Pero algo pudo conmigo y de buenas a primeras, me vi en la cocina al lado de la nevera.
Yo creo que sería ese gusanillo que a medianoche a casi todos puede y por este motivo estaba dentro de esa estancia y con una predisposición a abrir la nevera y echar un vistazo a lo que hay dentro, por si era del gusto de nuestros ojos avizores y dar tranquilidad a nuestra barriga que también puede estar baja, de ese mantenimiento que hay que estarle continuamente avituallamiento.

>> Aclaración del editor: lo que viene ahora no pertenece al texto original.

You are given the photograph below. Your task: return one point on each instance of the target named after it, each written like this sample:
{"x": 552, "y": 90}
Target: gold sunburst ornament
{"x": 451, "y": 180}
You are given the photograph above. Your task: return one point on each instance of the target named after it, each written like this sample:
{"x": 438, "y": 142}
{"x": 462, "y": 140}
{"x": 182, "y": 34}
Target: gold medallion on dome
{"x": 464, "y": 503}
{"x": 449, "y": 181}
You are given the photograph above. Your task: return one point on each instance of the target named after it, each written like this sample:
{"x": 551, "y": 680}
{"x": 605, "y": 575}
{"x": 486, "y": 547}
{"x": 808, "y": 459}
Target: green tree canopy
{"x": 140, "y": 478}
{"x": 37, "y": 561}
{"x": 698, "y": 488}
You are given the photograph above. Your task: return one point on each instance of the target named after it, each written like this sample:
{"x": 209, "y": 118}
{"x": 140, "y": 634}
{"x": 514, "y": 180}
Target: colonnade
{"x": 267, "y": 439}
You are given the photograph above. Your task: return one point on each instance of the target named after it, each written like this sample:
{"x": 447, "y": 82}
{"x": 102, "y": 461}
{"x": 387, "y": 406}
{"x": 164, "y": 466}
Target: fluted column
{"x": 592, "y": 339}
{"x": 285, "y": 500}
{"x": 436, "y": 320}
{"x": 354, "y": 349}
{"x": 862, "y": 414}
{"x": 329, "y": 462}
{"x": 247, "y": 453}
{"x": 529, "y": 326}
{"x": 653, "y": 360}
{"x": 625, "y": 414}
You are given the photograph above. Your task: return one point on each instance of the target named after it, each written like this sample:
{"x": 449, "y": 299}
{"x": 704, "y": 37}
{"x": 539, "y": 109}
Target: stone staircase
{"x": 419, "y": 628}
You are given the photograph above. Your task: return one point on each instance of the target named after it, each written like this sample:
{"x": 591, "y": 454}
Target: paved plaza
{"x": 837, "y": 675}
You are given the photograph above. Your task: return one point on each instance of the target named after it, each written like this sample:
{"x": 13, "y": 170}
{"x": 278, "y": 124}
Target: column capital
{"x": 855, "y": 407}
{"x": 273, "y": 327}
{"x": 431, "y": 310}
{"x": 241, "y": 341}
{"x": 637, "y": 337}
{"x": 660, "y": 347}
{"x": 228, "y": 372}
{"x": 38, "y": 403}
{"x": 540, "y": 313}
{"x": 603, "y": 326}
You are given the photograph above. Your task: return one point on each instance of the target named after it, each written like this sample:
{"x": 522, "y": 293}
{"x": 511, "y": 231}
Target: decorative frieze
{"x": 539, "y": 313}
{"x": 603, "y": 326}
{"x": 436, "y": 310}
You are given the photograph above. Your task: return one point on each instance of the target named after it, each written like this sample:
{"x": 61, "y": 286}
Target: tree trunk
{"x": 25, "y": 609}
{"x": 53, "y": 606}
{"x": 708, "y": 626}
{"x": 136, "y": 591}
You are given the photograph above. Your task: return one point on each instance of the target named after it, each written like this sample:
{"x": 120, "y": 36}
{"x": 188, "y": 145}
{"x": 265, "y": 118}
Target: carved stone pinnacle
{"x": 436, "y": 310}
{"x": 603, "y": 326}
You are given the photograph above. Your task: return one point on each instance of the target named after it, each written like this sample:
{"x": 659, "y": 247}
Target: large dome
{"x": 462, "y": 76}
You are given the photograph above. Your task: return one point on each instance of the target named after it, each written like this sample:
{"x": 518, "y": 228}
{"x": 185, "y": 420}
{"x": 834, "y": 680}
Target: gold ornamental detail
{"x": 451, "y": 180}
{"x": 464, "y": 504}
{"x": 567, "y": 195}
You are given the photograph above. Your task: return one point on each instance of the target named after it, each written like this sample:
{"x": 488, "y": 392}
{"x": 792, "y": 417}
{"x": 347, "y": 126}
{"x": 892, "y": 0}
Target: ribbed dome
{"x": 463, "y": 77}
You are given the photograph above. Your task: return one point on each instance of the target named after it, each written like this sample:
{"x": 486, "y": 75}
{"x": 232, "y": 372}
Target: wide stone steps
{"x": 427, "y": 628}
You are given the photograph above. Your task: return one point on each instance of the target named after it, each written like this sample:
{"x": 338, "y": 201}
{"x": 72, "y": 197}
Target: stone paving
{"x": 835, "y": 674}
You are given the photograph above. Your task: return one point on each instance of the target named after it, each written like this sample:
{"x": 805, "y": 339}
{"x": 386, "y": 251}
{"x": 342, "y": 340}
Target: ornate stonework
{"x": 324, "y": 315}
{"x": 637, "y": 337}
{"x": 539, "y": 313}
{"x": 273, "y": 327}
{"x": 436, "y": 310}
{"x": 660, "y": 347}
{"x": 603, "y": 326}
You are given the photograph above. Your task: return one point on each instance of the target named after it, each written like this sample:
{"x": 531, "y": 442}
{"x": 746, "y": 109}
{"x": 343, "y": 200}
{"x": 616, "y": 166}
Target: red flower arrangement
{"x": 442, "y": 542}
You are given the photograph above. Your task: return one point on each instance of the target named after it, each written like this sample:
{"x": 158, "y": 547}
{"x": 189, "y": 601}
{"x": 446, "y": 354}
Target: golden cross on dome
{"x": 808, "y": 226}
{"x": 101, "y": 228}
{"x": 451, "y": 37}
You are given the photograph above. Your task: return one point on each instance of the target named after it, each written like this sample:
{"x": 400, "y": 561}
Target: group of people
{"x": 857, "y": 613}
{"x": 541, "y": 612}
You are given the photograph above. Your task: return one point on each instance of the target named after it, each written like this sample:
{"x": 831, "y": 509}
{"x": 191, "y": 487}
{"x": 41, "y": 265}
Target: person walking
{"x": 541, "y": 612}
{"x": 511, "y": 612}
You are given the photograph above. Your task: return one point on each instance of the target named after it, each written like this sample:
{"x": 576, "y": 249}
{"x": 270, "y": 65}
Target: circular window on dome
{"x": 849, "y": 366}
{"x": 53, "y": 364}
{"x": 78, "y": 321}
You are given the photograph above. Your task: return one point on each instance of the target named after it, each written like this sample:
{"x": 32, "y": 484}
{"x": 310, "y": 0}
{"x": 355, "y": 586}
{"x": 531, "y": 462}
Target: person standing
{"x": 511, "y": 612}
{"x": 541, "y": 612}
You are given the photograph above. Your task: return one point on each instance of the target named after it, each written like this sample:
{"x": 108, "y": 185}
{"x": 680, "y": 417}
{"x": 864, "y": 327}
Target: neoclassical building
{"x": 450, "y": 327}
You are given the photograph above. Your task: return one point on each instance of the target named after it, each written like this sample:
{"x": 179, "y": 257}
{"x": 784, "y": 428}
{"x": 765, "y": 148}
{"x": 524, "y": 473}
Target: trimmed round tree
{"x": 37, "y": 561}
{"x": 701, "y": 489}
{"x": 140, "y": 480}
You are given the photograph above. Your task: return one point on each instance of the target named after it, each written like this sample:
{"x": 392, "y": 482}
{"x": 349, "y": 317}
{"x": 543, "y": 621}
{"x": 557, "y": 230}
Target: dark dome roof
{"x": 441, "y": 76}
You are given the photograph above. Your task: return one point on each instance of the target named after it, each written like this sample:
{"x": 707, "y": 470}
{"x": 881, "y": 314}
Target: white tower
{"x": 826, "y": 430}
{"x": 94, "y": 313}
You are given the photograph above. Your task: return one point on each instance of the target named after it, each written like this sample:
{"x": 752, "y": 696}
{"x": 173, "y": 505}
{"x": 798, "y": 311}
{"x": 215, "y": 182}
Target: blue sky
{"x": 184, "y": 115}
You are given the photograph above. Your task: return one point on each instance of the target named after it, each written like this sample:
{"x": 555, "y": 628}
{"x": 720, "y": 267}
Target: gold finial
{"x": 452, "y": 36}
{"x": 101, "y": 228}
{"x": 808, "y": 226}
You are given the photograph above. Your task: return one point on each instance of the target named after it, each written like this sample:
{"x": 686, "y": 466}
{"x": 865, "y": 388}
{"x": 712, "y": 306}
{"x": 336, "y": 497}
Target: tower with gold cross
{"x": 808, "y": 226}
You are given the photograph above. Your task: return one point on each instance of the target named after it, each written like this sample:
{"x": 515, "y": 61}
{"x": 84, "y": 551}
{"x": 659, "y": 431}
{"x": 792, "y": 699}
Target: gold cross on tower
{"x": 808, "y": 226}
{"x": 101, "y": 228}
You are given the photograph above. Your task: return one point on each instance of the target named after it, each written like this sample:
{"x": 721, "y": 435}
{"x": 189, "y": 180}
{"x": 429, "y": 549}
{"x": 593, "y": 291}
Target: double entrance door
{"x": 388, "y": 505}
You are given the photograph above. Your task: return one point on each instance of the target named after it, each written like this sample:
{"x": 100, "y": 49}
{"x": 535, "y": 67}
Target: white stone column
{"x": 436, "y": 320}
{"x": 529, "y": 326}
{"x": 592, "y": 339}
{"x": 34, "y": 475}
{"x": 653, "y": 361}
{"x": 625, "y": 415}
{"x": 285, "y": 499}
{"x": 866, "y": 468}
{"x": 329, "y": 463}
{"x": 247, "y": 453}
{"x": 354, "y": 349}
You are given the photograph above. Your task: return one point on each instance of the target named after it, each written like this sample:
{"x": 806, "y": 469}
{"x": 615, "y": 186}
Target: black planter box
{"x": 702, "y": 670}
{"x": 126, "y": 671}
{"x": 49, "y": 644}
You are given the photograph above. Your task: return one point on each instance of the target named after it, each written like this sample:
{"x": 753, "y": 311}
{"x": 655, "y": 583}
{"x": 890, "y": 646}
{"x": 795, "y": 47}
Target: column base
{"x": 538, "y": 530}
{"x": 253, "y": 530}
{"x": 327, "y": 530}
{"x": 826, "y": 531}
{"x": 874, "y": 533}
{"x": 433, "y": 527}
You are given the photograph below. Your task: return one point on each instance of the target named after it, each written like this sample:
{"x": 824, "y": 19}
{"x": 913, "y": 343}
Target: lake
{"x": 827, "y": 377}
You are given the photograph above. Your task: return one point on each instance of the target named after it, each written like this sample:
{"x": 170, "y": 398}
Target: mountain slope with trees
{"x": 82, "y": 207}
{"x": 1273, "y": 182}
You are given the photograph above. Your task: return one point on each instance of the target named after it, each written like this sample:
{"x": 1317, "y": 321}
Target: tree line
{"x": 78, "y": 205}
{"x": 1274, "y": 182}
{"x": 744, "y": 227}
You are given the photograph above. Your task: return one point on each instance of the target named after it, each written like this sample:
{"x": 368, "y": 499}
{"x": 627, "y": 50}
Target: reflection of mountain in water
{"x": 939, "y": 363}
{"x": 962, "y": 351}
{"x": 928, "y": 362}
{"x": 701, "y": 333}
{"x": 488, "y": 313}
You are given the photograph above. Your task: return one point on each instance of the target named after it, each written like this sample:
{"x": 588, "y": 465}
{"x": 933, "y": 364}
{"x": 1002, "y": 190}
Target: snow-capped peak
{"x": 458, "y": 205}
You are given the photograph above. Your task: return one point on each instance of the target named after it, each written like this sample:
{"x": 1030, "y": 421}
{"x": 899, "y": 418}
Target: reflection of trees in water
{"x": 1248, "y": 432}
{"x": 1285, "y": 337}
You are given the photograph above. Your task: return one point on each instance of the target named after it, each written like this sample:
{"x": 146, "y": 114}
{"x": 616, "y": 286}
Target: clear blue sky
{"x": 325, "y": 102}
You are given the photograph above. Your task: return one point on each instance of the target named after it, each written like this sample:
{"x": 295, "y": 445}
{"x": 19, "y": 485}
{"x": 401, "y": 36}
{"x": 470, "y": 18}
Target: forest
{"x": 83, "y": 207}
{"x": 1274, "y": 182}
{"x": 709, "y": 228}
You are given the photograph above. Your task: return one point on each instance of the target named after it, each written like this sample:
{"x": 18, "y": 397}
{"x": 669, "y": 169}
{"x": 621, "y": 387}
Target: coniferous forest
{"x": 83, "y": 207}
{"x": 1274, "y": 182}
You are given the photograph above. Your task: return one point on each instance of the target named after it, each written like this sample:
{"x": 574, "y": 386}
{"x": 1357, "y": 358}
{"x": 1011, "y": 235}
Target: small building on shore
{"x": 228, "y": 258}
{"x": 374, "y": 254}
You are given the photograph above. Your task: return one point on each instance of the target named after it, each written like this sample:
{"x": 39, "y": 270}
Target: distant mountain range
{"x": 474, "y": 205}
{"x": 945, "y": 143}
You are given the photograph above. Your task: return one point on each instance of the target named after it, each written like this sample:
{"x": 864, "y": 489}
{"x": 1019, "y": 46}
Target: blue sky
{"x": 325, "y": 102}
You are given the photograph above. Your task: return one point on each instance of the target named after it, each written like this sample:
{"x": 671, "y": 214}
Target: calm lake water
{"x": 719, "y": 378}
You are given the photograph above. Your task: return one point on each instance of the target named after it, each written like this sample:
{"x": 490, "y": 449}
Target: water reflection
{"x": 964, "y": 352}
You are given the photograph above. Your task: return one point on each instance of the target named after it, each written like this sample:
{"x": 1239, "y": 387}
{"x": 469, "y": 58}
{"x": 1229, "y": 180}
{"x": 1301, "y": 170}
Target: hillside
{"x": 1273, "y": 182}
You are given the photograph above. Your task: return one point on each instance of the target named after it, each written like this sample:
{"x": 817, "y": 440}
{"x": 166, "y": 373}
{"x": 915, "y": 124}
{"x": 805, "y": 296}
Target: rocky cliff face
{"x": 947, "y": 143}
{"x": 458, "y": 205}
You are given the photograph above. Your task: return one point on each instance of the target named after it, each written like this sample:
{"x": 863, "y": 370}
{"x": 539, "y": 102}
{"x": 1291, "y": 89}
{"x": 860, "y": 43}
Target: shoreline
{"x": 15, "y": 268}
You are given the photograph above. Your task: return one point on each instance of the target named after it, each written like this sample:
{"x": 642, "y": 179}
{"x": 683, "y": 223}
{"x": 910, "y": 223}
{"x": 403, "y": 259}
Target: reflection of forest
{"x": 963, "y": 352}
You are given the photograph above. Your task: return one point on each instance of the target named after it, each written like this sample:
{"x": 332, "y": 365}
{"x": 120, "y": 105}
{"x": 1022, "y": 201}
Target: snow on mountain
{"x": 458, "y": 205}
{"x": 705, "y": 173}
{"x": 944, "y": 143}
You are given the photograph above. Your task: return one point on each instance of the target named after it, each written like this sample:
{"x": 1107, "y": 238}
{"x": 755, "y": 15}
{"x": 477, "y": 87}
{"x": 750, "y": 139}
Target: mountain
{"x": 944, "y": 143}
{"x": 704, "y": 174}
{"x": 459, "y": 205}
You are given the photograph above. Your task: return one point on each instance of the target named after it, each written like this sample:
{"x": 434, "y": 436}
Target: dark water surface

Pero cuál fue la sorpresa cuando dentro de nuestro frigorífico estaba bien acomodado un hombre con una altura pequeñita , un abrigo gordo parecido a la piel de un oso polar y comiéndose un cono. Primero quedé impresionado.
Y mis palabras salieron solas, pero con un tono donde más bien parecía un niño asustado.
Y no era para menos.
- ¿Qué haces dentro de mi nevera?
- Pues ahora que te veo, con esos sudores en el rostro, creo que no me he equivocado.
Desde hace unas semanas he estado soportando unas temperaturas tan elevadas, que me estaba quedando en los huesos. No tenía ganas de comer, ni de dormir, y sólo pensaba en mi querida patria donde dirán que hace frío, pero abrigadito, puedo estar muy tranquilo.
Desde que estoy aquí adentro he vuelto a mis buenos días e incluso te he cogido un polo, ya que está bastante fresquito.
-¿Y me dices que hago dentro?.
Anda que no tienes dos dedos de cordura, y te invito a que te metas, no aquí, ya que es muy estrechito, sino en otro lugar donde haga está tan agradable temperatura.
Aunque dentro de un iglú se está aún mejor, y no por hacerlos yo, sino porque se puede uno mover mejor, e incluso puede uno pescar y hacerse dentro de la casa una buena barbacoa.
Nunca me gustaron los extremos, pero en verdad me hubiera gustado buscar otro lugar, parecido o igual a ese esquimal, ya que seguro que la cama no sería la compresa de una meona, llenita de agua por todos lados, y aunque no oliera a los orines, pero los alerones no sucumbirian al sudor y el hedor corporal, que no un buen desodorante podría controlar, solo una ducha que valdría para quitar el calor al instante, pero que al poco tiempo volveríamos a las andadas del malestar, por el temible calor reinante. Confesiones de un buen amigo.